A. I’m a huge fan of the multi-plot genre and inspired by the work of Alejandro Gonzalez Inarritu who has done it the most gloriously in recent times. Earlier it was Wong Kar Wai’s Chungking Express that had explored the genre so beautifully. We still havent done it that sucessfully in India, its not a popular genre yet, so I just wanted to push the envleope a bit. I also wanted to explore the idea of having the same actors in more than one story and not find it confusing. That is / was my challenge as a Director and that’s part of how it all started. This need to do something beyond Bollywood.

Q. What is driving you to explore grief from across its various manifestations?

A. It’s my own belief as part of both the Hindu as well as the Buddhist Philosophies (both similar at core) that we are responsible for our own suffering and if those are the seeds we sow, the harvest will be Hurt. I also find it very pertinent in the New World where everything is in conflict, there is grief all around us and that we must be empowered and equipped in some way to understand that suffering is really a choice or a set of choices we have made and that one single choice or action can change the Life Story.

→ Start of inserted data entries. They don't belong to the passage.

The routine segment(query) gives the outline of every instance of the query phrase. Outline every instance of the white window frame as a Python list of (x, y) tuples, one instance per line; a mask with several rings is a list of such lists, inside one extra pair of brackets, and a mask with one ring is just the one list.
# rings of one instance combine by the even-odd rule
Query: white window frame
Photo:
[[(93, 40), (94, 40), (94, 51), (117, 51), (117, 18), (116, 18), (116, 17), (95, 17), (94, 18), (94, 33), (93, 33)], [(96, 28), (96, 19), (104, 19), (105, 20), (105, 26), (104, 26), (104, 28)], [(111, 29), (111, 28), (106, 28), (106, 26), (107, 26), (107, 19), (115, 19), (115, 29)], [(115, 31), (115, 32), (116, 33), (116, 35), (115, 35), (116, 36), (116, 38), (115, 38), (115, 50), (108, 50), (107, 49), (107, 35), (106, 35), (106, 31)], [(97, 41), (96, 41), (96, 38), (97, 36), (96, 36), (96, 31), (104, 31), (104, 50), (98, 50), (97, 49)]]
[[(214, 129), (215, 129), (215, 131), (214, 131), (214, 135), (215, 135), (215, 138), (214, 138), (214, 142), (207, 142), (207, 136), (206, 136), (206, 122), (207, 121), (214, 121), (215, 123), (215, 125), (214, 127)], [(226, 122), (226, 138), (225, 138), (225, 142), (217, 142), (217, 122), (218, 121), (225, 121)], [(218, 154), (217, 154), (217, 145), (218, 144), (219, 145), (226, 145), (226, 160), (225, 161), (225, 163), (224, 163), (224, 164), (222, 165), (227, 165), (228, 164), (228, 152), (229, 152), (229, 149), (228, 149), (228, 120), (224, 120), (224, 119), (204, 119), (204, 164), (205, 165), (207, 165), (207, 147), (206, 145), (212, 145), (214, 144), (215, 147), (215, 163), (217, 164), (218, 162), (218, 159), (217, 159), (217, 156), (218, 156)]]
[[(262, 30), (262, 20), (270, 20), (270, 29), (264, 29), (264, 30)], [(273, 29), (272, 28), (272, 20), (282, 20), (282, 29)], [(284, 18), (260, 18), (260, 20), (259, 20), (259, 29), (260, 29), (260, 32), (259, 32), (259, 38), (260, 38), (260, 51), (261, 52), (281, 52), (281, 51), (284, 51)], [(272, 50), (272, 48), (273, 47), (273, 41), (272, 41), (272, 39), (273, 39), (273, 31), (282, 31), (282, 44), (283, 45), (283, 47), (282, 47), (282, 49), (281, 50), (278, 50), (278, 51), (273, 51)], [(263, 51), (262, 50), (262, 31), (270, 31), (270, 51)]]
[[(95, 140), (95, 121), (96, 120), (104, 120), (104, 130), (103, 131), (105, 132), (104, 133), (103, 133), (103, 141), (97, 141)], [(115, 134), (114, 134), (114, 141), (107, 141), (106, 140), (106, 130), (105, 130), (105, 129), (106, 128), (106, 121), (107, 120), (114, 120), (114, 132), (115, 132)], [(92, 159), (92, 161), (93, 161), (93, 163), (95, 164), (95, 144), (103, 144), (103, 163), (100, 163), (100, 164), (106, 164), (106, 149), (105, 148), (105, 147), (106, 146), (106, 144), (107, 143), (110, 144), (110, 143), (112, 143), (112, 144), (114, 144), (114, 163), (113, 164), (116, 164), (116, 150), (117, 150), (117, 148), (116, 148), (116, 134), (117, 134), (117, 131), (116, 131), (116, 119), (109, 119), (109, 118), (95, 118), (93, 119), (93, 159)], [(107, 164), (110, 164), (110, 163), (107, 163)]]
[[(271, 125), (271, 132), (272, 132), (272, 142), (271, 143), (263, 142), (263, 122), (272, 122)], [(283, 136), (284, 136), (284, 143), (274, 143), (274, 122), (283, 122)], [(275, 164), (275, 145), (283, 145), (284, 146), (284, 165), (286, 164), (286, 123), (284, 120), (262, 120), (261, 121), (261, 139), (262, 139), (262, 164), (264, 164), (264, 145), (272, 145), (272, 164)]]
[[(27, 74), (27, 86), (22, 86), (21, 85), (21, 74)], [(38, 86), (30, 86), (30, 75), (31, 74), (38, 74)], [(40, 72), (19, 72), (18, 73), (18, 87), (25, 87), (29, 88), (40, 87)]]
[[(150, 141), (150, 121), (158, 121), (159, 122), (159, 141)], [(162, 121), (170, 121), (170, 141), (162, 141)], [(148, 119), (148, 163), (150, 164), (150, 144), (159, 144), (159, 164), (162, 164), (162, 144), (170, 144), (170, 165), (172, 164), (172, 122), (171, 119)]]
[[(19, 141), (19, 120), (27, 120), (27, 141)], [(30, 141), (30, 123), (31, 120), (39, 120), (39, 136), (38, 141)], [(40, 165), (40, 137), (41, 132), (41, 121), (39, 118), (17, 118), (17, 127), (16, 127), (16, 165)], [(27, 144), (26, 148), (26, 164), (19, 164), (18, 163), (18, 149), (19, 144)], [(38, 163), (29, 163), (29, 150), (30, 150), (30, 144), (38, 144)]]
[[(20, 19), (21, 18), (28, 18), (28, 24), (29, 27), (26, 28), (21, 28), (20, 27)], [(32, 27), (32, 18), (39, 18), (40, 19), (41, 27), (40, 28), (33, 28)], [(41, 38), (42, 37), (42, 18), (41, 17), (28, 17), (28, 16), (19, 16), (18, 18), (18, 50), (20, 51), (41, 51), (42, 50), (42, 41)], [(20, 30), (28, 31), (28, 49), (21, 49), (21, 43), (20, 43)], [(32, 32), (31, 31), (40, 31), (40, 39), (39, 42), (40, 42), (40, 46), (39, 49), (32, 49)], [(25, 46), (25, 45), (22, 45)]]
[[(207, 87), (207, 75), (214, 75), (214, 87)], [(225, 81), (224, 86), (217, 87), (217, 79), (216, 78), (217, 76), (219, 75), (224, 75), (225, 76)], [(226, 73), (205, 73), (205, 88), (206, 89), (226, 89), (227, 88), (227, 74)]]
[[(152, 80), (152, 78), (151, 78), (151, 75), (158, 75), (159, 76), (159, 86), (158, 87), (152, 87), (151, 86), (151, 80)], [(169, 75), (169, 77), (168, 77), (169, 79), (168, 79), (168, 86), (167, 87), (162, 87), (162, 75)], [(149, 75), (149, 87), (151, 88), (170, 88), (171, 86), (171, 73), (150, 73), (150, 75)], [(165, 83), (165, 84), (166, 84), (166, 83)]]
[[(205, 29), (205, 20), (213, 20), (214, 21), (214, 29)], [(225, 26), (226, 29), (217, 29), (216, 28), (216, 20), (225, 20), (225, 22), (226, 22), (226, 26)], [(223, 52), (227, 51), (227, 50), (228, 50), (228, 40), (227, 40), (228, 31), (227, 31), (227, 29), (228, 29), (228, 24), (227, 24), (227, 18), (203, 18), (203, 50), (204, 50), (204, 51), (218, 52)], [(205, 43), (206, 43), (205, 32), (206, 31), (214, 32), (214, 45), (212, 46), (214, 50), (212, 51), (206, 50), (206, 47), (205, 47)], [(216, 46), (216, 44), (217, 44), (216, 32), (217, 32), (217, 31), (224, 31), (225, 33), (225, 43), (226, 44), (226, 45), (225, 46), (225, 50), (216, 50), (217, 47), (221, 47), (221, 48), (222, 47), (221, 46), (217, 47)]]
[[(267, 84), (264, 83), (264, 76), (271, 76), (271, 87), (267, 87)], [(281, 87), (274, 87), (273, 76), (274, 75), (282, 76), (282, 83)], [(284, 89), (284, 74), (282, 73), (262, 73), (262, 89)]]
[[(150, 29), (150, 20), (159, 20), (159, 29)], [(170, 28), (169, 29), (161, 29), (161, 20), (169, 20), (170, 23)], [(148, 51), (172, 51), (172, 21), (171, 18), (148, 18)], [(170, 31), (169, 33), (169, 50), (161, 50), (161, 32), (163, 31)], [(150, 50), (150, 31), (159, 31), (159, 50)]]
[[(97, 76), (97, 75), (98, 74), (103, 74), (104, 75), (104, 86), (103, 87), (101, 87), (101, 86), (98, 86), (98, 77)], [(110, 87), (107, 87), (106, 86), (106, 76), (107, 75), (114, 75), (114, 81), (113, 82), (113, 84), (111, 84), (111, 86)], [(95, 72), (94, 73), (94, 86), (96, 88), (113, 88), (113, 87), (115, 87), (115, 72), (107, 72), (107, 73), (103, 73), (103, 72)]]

Q. Some thoughts on why you felt like experimenting with an idea in the form of a 24-minute screener before you decide to expand on it further and before you take it to another medium?

A. This is an accepted format worldwide, to be able to pitch your script visually. Where people can see the vision come alive instead of mere words or stills or such like. To be honest, this version is more of a showreel, a bit more experimental. I have another version that is closer to the film’s original script but that would be giving the story away ☺.

Q. Karma? Is there a personal connect there?

A. That’s a great question. Well, technically every single person has Karma as a personal connect, isn’t it? Its simple and complex at once. Our lives are created out of this beautiful network of Karma. As part of the Philosophies mentioned above, I do believe that Karma is not simply ‘action’ or even some divine retribution of some past sins. Karma is Energy in action, like Newtonian Physics. Every action has an equal and opposite reaction. What you sow, so shall you reap. That is one part of it.

The other is that Karma is also therefore a pattern, a repetition of sequences that have the same challenges at the core, again and again. Till you can rise above and make that one choice to learn a life lesson and break the pattern. Its therefore seemingly a helpless situation but actually you are the one in control all along. I find that very comforting and empowering.

Q. Share some stuff about your collaboration with the actors, Kirti, Arjan and others? 

A. I was fascinated by Kirti’s perfomance in Pink as well as Shaitan. I was like whoa, what is this girl doing, not being seen enough? I instantly took a script to her and she was on. Except that we havent found a financier for that one yet, ha ha. Its still a bit ‘out there.’

I was still keen on working with her right away and had this mad idea that I wrote literally overnight, had no money to offer, but an adventure that could take us anywhere. And wonder of wonders, she agreed. No prep, no workshop, no dialogue reading, nothing! We were shooting in less than 5 days with lots and lots of support from friends. I guess she just believed in my crazy passion at the moment, trusted me and went along. Saahil Sehgal, who is also Kirti’s real life husband, was the one on next and seemingly even more adventurous and was willing to push the envelope further.

Meanwhile, Arjan Bajwa, a friend of mine since Fashion (the film) had given me a carte blanche to act in whatever I pitched to him. So, he was anyway on and probably grateful that I actually had a good role for him ha ha. I feel he hasn’t been explored enough. Jyoti Sethi happened to be Arjan’s find and what a lovely one! Im hoping she gets more work here. The main support however was Mayukh Ray, an Actor himself and an awesome Producer who put in his resources (and money) to support my vision. That’s what I call loyalty!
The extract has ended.